Within its understanding of theology, the Holy Nicholean Catholic Church strongly asserts that salvation requires a triple formulation of Faith (πίστιν), Works (ἔργα), and Knowledge (ἐπίγνωσις). Protestantism has a long history of affirming its incomplete doctrine of Sola fide (i.e., faith alone is all that is required). In St. Paul’s letter to the Ephesians he states, “For by grace (χάριτι) you have been saved through faith (πίστεως); and that not of yourselves, it is the gift of God (2:8).” Unfortunately, it is not uncommon for such theology to be utilized outside of its original context. This manifests a certain theological premise without further essential consideration. Later, in verse 10, St. Paul writes, “For we are His workmanship, created in Christ Jesus for good works (ἔργοις), which God prepared beforehand so that we would walk in them.” By this elaboration, it is clear that while salvation is attained via Grace (a free, unmerited gift from God) through Faith, man is not saved by the good Works he performs, but rather for the good Works he chooses to undertake.
In the Book of James, the Brother of Jesus writes, “What use is it, my brethren, if someone says he has faith (πίστιν) but he has no works (ἔργα)? Can that faith (πίστις) save him (2:14)?” And later in verse 26, St. James writes, “For just as the body without the spirit is dead, so also faith (πίστις) without works (ἔργων ) is dead.” What is demonstrated here is a clear continuation of the thoughts of St. Paul above. Salvation is freely given by Grace through one’s Faith, but true Faith is unattainable without the good Works that produce it.
Finally, in the Second Book of St. Peter, the apostle writes, “seeing that His divine power has granted to us everything pertaining to life and godliness, through the true knowledge (ἐπιγνώσεως) of Him who called us by His own glory and excellence. For by these He has granted to us His precious and magnificent promises, so that by them you may become partakers of the divine nature, having escaped the corruption that is in the world by lust (1:3-4).” And then in verses 5-7, “Now for this very reason also, applying all diligence, in your faith (πίστει) supply moral excellence, and in your moral excellence, knowledge (γνῶσιν), and in your knowledge (γνώσει), self-control, and in your self-control, perseverance, and in your perseverance, godliness, and in your godliness, brotherly kindness, and in your brotherly kindness, love.” St. Peter forms a perfect synopsis of the Faith, Works, and Knowledge theology that our sacred tradition maintains. It can only be through the divinization of humanity (i.e., theosis) that humanity is truly saved; furthermore, theosis can only be achieved through a strong Faith, reflected by the good Works that produce it, and accomplished by a direct Knowledge merited via a first-hand relationship with God.
It is also important that we provide a final word about ἐπίγνωσις (transliterated to epignosis) [see 2Peter 1:3]. The Holy Nicholean Catholic Church wishes to distinguish itself from the contemporary Gnostic community that uses the word “gnosis” as a means to reflect the esoteric liberation and enlightenment of some ancient Christian theology.
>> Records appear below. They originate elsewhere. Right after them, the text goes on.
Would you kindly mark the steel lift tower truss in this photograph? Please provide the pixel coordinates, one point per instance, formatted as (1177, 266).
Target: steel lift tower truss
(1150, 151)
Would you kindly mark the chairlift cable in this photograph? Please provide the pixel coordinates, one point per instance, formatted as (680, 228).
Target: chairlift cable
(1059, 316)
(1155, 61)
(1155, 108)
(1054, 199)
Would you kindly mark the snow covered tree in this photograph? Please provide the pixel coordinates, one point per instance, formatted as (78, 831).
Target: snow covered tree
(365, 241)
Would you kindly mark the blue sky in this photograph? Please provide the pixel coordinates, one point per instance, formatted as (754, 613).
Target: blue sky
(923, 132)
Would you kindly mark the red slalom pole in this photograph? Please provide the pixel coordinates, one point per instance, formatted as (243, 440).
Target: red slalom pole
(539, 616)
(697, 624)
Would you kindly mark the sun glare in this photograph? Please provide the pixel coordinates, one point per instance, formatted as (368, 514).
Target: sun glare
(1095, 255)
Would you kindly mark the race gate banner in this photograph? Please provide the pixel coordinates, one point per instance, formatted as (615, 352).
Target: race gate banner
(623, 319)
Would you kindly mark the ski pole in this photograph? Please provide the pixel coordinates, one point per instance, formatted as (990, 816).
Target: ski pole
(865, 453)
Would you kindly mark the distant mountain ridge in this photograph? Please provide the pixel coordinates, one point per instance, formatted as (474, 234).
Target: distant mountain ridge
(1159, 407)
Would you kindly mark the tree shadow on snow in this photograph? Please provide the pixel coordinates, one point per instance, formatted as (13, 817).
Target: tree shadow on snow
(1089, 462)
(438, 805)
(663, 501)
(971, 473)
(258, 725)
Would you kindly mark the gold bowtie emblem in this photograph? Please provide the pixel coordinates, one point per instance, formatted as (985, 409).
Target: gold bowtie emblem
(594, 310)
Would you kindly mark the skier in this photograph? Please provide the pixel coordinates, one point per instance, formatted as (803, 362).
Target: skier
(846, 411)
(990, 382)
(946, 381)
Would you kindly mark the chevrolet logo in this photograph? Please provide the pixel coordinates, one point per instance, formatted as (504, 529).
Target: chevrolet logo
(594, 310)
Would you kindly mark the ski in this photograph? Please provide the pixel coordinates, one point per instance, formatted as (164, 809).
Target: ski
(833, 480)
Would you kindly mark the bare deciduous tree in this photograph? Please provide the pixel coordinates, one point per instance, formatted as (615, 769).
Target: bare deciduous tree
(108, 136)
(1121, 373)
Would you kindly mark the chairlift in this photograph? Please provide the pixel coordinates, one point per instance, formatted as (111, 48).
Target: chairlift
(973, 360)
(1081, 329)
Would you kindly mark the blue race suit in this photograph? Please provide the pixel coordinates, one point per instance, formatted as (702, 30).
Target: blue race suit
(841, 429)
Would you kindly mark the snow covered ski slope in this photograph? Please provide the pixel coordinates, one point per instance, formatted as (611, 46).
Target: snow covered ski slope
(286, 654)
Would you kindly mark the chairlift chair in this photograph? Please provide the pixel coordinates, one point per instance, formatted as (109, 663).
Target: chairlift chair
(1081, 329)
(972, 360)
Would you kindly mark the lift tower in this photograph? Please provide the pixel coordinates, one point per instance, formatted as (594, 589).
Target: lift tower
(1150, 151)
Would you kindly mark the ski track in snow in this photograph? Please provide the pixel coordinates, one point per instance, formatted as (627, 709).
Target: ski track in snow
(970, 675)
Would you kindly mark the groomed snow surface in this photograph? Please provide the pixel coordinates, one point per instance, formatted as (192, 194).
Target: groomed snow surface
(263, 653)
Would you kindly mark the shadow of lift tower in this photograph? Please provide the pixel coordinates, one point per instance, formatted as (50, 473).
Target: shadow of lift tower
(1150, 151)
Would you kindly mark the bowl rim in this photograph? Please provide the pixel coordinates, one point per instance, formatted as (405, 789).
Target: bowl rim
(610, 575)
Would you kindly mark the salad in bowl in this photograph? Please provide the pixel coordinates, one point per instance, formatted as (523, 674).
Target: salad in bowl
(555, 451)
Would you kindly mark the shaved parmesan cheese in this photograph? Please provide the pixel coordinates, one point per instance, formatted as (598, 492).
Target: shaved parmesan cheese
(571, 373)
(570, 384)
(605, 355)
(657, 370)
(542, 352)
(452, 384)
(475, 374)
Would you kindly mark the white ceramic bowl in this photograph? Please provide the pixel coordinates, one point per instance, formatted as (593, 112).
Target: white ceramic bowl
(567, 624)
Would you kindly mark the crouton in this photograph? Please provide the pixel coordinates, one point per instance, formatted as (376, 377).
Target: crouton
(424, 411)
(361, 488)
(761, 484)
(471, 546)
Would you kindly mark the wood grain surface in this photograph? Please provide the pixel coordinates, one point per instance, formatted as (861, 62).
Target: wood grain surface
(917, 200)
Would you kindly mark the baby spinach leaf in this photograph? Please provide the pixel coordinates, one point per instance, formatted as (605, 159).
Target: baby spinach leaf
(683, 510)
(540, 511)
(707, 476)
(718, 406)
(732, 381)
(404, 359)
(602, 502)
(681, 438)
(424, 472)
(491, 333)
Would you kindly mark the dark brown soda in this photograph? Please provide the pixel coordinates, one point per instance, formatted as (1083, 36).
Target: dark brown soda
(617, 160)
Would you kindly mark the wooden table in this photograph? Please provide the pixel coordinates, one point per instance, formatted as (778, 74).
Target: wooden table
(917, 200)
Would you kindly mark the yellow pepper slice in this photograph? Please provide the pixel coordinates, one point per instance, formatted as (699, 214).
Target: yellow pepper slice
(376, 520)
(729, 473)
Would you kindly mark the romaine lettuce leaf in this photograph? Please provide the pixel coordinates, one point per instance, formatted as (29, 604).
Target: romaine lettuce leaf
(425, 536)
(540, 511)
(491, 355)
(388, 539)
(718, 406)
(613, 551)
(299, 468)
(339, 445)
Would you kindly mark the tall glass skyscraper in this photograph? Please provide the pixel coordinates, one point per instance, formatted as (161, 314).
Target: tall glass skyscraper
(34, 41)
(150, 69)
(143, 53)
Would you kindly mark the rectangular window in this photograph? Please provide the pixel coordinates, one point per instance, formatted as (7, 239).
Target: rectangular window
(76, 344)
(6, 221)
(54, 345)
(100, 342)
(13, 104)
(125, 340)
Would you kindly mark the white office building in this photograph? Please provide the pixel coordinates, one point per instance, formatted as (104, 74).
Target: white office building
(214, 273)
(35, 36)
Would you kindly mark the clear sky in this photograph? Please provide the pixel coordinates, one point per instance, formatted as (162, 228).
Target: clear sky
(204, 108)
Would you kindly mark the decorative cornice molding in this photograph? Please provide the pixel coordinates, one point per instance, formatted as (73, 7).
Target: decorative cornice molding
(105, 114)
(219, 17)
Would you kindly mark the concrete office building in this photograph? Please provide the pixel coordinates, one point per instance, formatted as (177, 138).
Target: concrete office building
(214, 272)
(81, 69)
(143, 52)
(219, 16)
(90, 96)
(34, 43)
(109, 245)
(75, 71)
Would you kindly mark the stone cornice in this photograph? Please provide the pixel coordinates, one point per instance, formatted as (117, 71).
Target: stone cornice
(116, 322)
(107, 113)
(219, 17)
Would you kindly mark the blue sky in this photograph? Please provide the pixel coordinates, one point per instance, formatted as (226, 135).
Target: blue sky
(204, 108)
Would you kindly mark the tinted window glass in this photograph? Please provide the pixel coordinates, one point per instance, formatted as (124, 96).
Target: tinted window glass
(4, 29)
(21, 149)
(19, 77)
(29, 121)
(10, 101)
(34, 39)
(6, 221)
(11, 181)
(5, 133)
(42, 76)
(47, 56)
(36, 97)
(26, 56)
While our own theological interpretations strongly support the need to understand what ancient Gnostics taught and believed, our tradition should not be confused with Gnosticism as either an ancient or modern system. Ancient Gnosticism had a very strong propensity to assume that this soteriological Knowledge was only available to a certain elite. Our tradition, however, teaches that while this Knowledge may not be accessible to all, it is available to all who apply themselves through a praxis of Faith and Works. We attempt to emphasize this difference by use of the word “epignosis” rather than “gnosis”. Epignosis carries the Greek prefix “epi” which means a certain ‘fitting upon’ through a specific form of contact. This prefix then intensifies the word gnosis by emphasizing that true gnosis occurs via an appropriate, proper, yet direct, experiential relationship with God. In other words, true gnosis is a specific type of experience that only occurs given a specific approach. This is the fundamental mystery of God that our tradition teaches and protects. Exoterically, such an epignosis is facilitated through the administration and reception of the Sacrament of Eucharist and the eventual theosis that is produced by this Sacrament. Esoterically, however, it occurs beyond praxis, beyond tradition, and beyond any application of the will.